Gift of Tears and More

I would like to share a deep experience with you that I experienced at Church this morning.
I have to admit I have been having a struggle with the Eucharist and the Real Presence. This morning I went to Church like I usually do in the morning. When it came time to receive Communion, I approached the Priest and the Cup very reverently, but without any feelings or emotion at all. I received. Well when I got back to my seat, the tears just came from out of no where and the realization of the fact that when we receive, we do receive the Real Body and Blood of Jesus. Well, needless to say, this shook me to my very core and I am still shook. This was a very humbling experience. I know there was absolutely no reason that I should have cried over anything and especially if what I was receiving was just plain bread and wine. I am not stupid and this has been quite a learning experience. I just wanted to share this with you and maybe it will help others that are in the same struggle.

What a wonderful experience .Good for you . May I suggest that you read a Eucharistic book ? There are books out there that have miracles of the Eucharist.
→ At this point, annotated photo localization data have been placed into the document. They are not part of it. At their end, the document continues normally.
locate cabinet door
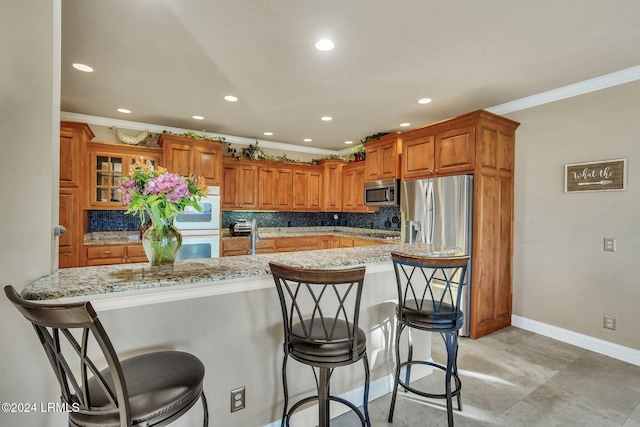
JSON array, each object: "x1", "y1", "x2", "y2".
[
  {"x1": 237, "y1": 164, "x2": 258, "y2": 209},
  {"x1": 435, "y1": 126, "x2": 475, "y2": 175},
  {"x1": 90, "y1": 151, "x2": 125, "y2": 207},
  {"x1": 258, "y1": 167, "x2": 278, "y2": 209},
  {"x1": 354, "y1": 166, "x2": 368, "y2": 211},
  {"x1": 194, "y1": 145, "x2": 221, "y2": 186},
  {"x1": 164, "y1": 143, "x2": 193, "y2": 177},
  {"x1": 258, "y1": 166, "x2": 292, "y2": 210},
  {"x1": 402, "y1": 134, "x2": 435, "y2": 180},
  {"x1": 341, "y1": 168, "x2": 357, "y2": 211},
  {"x1": 58, "y1": 189, "x2": 79, "y2": 268},
  {"x1": 276, "y1": 168, "x2": 293, "y2": 210},
  {"x1": 306, "y1": 170, "x2": 323, "y2": 211},
  {"x1": 323, "y1": 162, "x2": 342, "y2": 211},
  {"x1": 59, "y1": 128, "x2": 80, "y2": 188},
  {"x1": 380, "y1": 142, "x2": 398, "y2": 179},
  {"x1": 365, "y1": 145, "x2": 382, "y2": 181},
  {"x1": 221, "y1": 163, "x2": 239, "y2": 209}
]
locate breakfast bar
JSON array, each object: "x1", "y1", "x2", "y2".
[{"x1": 20, "y1": 243, "x2": 462, "y2": 426}]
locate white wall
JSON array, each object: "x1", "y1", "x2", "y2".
[
  {"x1": 508, "y1": 79, "x2": 640, "y2": 350},
  {"x1": 0, "y1": 1, "x2": 66, "y2": 426}
]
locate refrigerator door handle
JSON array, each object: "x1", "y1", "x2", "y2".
[{"x1": 427, "y1": 181, "x2": 435, "y2": 244}]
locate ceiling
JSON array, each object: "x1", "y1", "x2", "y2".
[{"x1": 61, "y1": 0, "x2": 640, "y2": 151}]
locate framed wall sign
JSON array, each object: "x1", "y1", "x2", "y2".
[{"x1": 565, "y1": 158, "x2": 627, "y2": 193}]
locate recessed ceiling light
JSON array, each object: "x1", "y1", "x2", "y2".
[
  {"x1": 263, "y1": 132, "x2": 273, "y2": 136},
  {"x1": 321, "y1": 116, "x2": 332, "y2": 121},
  {"x1": 417, "y1": 98, "x2": 432, "y2": 104},
  {"x1": 192, "y1": 115, "x2": 204, "y2": 120},
  {"x1": 72, "y1": 63, "x2": 93, "y2": 72},
  {"x1": 400, "y1": 122, "x2": 411, "y2": 127},
  {"x1": 224, "y1": 95, "x2": 238, "y2": 102},
  {"x1": 344, "y1": 141, "x2": 353, "y2": 145},
  {"x1": 117, "y1": 108, "x2": 131, "y2": 114},
  {"x1": 315, "y1": 39, "x2": 335, "y2": 51},
  {"x1": 303, "y1": 138, "x2": 312, "y2": 142}
]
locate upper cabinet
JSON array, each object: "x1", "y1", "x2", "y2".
[
  {"x1": 402, "y1": 122, "x2": 475, "y2": 180},
  {"x1": 342, "y1": 162, "x2": 376, "y2": 212},
  {"x1": 85, "y1": 142, "x2": 162, "y2": 209},
  {"x1": 258, "y1": 165, "x2": 293, "y2": 210},
  {"x1": 221, "y1": 158, "x2": 258, "y2": 210},
  {"x1": 60, "y1": 121, "x2": 94, "y2": 188},
  {"x1": 158, "y1": 134, "x2": 223, "y2": 186},
  {"x1": 292, "y1": 166, "x2": 323, "y2": 211},
  {"x1": 319, "y1": 159, "x2": 343, "y2": 211},
  {"x1": 365, "y1": 134, "x2": 402, "y2": 181}
]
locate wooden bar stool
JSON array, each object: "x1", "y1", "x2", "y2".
[
  {"x1": 269, "y1": 262, "x2": 370, "y2": 427},
  {"x1": 4, "y1": 285, "x2": 209, "y2": 427},
  {"x1": 387, "y1": 253, "x2": 469, "y2": 427}
]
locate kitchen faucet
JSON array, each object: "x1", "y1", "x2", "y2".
[{"x1": 249, "y1": 219, "x2": 260, "y2": 255}]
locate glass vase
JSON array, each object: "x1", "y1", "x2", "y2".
[{"x1": 142, "y1": 217, "x2": 182, "y2": 266}]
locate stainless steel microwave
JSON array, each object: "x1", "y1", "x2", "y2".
[{"x1": 364, "y1": 179, "x2": 400, "y2": 206}]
There is one about the Eucharist in Lanciano Italy . The Host bleeds .A Priest hundreds of years ago doubted the real presence of Christ in the Eucharist and while he was doing the double consecration the host started to bleed and it still bleeds today and an be visited . Scientists called it"unique case" and "scientificly unexplainable " .I am so pleased to read about your experience .

Amen…beautiful

I had a similar experience a few years ago when i was given the gift of tears during the Agnus Dei. I continued to have this experience nearly every time i attended Mass for over a year… The experience had the effect of drawing me closer to the Eucharist, at first… later, as i delved into why it was happening at the Agnus Dei, I saw those tears as a sign from God that i needed to be washed clean in His mercy…through Reconciliation and Penance. I was able to identify one key area in my life where I had not allowed Christ to enter in… it was Pride, of course which kept me from seeking His mercy and love… that was five years ago, and so began the process of my "awakening"in our Catholic Faith. Those tears (along with a profound experience in Adoration) began my enrollment in the School of Love…in which, I desire to be a lifelong pupil

sometimes, I miss those tears!

Thank you all for sharing your priceless gifts from God.
Just reading these posts has been a gift from God to me…
I wish I had known about these these gifts and how priceless they are a long time ago.
I just used to think I was weird or something…no matter how much my mother tried to convince me that I was unique …
It is good and comforting to read about these gifts from other unique souls …

Thank you for sharing this. What a beautiful experience.